The math behind that decision is painful:
- ₹4 lakh redeemed today at 12% annual returns would have become ₹12.5 lakh in 10 years
- Every redemption above ₹1.25 lakh in annual gains attracts 12.5% LTCG tax [Section 112A, Income Tax Act]
- Units held for less than a year carry an exit load of up to 1%
Can You Use a Loan Against Mutual Funds Instead of a Traditional Education Loan?
Yes, and the two serve very different situations.
A traditional education loan is built for families that don’t have existing assets to fall back on. Rates range from 8% to 14% p.a.*, but processing takes 2–4 weeks, and anything above ₹7.5 lakh typically needs collateral or a co-applicant.
An education expenses loan against mutual funds skips all of that.
- Your portfolio is the collateral
- No admission letter needed
- No co-applicant
- No weeks of waiting
Here’s how the two stack up:
| Factor | Traditional Education Loan | Loan Against Mutual Funds |
| Interest rate | 8%–14% p.a. | 9%–13% p.a. |
| Disbursal | 2–4 weeks | Within 24 hours |
| Collateral | Required above ₹7.5 lakh | Mutual fund units |
| Tax benefit | Section 80E deduction | Not applicable |
| Repayment | Starts after moratorium | Interest-only EMIs from day one |
If your family’s income qualifies for the Section 80E benefit and the course is at a recognised institution, a traditional education loan might save you more through tax deductions. For parents who already have a strong mutual fund portfolio and need money fast without paperwork, LAMF is the quicker, simpler route.
How Does the Overdraft Structure Fit a 4-Year Course?

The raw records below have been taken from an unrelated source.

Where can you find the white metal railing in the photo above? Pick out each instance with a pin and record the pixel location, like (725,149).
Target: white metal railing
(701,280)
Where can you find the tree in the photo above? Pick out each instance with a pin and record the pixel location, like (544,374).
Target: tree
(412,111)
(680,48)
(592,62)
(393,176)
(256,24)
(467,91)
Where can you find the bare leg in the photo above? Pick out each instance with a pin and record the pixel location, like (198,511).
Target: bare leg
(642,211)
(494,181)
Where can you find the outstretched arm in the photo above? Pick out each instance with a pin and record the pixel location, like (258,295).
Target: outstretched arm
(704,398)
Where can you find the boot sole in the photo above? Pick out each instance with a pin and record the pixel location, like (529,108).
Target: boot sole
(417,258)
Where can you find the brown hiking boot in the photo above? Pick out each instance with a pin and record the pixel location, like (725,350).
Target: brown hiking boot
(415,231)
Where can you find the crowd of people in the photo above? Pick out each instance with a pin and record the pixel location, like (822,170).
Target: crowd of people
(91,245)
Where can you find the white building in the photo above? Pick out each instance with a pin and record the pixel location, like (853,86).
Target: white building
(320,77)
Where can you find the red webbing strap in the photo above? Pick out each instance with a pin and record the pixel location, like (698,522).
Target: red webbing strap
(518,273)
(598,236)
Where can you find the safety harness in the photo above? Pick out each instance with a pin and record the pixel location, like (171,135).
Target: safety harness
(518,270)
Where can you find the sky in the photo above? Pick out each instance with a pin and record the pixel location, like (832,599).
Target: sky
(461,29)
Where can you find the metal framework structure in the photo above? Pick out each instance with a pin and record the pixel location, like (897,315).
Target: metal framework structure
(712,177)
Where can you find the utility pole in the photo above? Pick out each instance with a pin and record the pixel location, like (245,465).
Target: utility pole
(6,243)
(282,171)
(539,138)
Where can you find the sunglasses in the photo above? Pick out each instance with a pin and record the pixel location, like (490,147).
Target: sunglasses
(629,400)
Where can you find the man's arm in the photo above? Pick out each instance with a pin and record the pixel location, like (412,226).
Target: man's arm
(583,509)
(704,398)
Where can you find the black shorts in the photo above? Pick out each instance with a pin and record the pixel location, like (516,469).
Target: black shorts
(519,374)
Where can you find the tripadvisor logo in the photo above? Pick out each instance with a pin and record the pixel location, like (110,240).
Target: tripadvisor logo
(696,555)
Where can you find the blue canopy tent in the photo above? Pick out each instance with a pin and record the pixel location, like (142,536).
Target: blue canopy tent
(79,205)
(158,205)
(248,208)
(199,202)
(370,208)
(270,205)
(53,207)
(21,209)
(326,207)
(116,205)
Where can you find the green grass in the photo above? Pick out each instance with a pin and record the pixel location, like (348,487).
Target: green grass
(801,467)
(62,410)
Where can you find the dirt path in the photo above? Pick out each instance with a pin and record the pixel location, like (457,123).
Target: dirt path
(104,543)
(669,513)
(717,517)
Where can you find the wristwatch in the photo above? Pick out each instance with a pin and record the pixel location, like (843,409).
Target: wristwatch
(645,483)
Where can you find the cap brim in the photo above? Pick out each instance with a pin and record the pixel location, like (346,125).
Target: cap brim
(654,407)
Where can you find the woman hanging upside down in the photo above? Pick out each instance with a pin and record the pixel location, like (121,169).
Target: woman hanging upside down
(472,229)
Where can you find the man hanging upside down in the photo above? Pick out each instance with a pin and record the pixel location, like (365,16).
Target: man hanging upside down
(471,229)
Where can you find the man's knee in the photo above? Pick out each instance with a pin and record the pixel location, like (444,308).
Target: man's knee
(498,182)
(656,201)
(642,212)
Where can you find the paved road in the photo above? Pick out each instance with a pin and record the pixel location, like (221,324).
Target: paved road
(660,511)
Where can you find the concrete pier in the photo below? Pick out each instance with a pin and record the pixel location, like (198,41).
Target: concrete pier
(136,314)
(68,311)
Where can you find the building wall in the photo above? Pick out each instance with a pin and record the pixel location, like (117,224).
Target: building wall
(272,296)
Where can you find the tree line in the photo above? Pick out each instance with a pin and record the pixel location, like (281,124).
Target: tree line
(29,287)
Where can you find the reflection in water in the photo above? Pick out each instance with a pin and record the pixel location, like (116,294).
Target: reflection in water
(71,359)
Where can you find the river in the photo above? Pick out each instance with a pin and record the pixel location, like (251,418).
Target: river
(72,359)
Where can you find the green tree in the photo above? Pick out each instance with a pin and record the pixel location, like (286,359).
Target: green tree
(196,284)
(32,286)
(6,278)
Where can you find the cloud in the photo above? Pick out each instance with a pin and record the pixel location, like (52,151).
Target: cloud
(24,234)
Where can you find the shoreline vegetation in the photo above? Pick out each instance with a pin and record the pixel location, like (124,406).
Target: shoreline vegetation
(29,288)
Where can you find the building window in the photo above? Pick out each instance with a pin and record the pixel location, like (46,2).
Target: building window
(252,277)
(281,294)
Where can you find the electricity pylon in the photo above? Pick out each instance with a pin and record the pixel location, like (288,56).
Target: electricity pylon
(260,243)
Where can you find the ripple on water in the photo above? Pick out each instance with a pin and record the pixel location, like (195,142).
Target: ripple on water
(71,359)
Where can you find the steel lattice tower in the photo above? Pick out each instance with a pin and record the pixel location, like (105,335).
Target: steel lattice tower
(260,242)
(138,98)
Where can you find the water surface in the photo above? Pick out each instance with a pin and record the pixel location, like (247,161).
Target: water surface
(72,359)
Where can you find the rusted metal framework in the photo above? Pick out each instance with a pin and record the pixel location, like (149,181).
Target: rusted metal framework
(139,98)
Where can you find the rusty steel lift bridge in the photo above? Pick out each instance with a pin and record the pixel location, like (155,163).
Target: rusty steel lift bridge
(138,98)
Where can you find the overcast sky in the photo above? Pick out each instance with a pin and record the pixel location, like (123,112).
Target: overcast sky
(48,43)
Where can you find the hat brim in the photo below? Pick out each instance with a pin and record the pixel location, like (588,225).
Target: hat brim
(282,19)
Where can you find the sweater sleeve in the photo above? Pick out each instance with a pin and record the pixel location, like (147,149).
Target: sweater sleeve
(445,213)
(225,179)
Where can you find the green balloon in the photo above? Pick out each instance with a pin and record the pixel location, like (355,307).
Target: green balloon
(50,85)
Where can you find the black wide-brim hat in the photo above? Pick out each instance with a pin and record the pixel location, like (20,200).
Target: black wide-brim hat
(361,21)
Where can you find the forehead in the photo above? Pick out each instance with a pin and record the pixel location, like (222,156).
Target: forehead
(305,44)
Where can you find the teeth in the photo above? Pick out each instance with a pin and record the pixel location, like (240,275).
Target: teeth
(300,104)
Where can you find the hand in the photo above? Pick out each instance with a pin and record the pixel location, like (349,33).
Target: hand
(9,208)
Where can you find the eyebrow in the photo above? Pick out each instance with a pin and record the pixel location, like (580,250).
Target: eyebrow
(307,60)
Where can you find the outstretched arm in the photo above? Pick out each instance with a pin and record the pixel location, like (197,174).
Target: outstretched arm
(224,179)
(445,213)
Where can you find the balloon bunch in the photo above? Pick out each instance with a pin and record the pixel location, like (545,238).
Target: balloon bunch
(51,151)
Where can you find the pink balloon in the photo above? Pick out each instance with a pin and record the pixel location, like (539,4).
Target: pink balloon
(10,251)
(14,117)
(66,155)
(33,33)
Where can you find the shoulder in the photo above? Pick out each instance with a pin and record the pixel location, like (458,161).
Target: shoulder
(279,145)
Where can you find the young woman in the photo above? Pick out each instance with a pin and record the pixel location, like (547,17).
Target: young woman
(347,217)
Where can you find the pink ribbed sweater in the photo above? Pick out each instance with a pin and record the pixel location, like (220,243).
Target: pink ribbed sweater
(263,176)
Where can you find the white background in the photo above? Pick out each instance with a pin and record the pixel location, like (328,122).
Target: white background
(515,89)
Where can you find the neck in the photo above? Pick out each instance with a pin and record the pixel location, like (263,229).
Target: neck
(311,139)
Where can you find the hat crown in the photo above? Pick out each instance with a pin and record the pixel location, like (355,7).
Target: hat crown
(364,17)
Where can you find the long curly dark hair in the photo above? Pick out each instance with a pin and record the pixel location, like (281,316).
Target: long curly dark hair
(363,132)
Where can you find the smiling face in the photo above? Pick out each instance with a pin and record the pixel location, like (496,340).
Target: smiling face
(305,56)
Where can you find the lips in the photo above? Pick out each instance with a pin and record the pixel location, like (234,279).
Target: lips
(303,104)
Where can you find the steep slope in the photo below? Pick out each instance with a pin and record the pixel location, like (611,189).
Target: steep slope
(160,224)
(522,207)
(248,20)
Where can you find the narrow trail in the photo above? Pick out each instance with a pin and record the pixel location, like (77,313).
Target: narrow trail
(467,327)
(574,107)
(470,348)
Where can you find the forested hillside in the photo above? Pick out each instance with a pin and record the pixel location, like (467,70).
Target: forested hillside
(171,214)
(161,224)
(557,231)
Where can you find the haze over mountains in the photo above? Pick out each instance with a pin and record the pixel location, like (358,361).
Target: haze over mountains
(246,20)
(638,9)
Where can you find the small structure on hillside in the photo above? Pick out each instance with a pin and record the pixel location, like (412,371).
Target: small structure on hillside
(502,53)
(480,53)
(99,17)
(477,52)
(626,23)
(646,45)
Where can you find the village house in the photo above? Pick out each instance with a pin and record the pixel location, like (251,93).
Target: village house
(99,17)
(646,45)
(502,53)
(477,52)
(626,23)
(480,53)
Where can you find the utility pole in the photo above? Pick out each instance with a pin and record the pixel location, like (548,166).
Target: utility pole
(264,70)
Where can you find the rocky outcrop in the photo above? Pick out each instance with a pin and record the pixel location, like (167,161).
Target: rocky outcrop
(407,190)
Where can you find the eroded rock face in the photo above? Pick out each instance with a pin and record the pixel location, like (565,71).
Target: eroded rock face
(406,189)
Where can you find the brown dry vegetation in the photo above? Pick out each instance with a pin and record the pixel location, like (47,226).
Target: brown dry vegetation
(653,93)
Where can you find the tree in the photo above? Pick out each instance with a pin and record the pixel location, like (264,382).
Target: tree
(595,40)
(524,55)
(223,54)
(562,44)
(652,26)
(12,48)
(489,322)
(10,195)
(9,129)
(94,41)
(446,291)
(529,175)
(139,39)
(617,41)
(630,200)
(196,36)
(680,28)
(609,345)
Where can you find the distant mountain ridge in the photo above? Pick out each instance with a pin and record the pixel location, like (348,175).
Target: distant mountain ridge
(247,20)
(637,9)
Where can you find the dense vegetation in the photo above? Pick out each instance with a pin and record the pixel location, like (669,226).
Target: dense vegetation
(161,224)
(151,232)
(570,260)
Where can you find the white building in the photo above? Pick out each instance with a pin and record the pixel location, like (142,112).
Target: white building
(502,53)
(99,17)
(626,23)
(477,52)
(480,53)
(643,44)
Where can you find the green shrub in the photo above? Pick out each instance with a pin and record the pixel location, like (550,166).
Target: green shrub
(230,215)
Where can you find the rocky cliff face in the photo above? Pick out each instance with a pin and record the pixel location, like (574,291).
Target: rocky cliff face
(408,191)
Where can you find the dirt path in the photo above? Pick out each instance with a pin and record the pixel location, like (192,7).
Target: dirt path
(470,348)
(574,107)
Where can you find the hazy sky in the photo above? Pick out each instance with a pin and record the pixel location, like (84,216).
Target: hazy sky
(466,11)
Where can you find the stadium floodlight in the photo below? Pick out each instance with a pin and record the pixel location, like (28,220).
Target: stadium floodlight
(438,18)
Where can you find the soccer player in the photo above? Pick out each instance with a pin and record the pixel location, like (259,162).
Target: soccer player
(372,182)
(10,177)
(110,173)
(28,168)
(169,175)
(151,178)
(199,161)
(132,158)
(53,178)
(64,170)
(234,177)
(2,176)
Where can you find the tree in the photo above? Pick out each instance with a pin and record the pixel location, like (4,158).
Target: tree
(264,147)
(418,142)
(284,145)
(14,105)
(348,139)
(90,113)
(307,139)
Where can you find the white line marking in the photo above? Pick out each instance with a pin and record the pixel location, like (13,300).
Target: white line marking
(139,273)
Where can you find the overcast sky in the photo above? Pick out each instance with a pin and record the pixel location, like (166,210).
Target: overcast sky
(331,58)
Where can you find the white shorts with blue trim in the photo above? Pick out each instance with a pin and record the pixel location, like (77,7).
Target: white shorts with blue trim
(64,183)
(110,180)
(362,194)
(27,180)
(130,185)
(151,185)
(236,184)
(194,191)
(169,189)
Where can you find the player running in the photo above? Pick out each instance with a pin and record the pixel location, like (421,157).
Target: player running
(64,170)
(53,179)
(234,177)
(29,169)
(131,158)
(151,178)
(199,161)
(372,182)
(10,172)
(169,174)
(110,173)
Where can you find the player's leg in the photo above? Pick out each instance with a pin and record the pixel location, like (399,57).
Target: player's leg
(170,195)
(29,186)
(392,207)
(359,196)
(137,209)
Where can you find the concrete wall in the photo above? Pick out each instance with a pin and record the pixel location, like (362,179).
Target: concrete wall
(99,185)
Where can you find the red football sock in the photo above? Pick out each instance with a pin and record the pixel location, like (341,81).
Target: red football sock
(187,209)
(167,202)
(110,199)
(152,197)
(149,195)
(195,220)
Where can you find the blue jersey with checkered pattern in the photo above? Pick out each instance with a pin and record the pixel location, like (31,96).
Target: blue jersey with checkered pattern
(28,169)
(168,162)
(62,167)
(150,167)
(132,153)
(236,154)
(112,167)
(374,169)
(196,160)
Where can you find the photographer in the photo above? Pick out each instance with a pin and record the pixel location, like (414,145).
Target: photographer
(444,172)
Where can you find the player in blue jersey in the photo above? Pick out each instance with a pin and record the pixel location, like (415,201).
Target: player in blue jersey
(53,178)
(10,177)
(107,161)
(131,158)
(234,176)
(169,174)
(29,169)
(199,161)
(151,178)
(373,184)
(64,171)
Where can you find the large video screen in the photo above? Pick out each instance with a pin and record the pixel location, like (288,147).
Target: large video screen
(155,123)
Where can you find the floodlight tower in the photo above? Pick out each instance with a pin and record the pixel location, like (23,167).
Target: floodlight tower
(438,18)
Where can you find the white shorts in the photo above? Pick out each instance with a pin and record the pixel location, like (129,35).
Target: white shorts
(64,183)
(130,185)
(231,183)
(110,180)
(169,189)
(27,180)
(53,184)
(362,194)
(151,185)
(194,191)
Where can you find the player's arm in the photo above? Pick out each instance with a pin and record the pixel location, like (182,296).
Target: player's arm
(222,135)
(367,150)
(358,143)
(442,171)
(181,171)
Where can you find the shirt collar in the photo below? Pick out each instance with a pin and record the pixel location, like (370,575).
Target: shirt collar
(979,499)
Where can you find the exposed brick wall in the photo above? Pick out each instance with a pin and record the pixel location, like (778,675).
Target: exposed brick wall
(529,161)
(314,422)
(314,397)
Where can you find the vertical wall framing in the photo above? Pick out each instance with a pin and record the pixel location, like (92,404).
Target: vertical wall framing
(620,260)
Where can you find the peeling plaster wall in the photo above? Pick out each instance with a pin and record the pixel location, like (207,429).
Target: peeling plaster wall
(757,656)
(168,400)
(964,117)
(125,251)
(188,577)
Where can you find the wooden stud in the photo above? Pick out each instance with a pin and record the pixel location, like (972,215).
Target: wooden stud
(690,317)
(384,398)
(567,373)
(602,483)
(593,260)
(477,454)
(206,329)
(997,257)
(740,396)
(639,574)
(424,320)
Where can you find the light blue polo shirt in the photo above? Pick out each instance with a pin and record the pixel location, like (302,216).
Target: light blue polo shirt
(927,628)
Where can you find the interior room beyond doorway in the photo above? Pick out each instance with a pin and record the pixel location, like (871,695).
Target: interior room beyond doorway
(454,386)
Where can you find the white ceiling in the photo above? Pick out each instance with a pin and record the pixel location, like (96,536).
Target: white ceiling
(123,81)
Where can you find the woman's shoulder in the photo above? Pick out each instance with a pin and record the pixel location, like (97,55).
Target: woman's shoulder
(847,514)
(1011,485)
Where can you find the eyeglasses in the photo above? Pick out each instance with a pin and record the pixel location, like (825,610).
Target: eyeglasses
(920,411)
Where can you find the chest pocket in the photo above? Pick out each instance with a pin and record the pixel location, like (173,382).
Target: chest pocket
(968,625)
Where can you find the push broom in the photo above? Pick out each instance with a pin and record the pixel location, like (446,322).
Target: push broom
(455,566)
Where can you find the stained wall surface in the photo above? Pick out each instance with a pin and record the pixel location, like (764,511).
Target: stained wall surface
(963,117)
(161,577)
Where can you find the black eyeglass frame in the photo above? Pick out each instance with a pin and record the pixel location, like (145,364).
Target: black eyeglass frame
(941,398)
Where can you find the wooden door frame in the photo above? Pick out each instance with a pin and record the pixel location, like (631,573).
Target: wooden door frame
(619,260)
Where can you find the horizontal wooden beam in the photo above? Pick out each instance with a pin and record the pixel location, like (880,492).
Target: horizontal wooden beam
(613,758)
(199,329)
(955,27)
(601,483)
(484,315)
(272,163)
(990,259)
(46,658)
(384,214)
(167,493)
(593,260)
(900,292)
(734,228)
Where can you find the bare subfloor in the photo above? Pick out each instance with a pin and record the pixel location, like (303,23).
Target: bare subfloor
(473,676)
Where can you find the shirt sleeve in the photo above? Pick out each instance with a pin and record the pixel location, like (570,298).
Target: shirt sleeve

You pledge your mutual fund units once. The lender places a lien on them and gives you a credit limit up to 50% of NAV for equity funds, 80% for debt funds. From here, it works as an overdraft. You draw only what each semester demands, and you pay interest only on that drawn amount.
On the Liquify app, the setup takes four steps:
- PAN-based eligibility check
- Digital pledge of selected schemes through CAMS and KFintech
- Aadhaar e-KYC
- Fund withdrawal within 24 hours
Once the facility is active, each semester draw is just a withdrawal from your existing limit.
What Should Parents Plan for Before the First Semester?
A few things are worth mapping out before the admission season begins:
- Total course cost — Add up all semesters, not just the first one. Check if your portfolio’s credit limit covers the full duration.
- Buffer for NAV drops — Market corrections can reduce your available limit. Don’t pledge 100% of your holdings.
- Repayment rhythm — The smartest approach is to repay between semesters. Interest runs only on withdrawn amounts, so clearing each tranche before the next draw keeps costs tight.
- Tax comparison — If your child qualifies for a traditional education loan with Section 80E benefits, run both scenarios before choosing.
Is This the Right Move for Your Family?
If you’ve spent a decade building a mutual fund portfolio through disciplined SIPs, and your child’s college fee is the next milestone, you have two paths. Redeem and watch years of compounding vanish semester by semester. Or pledge and let the portfolio keep growing while the fees get paid on time.
An education expenses loan against mutual funds gives you a better option. The SIPs continue. And four years from now, when your child graduates, your portfolio is still there.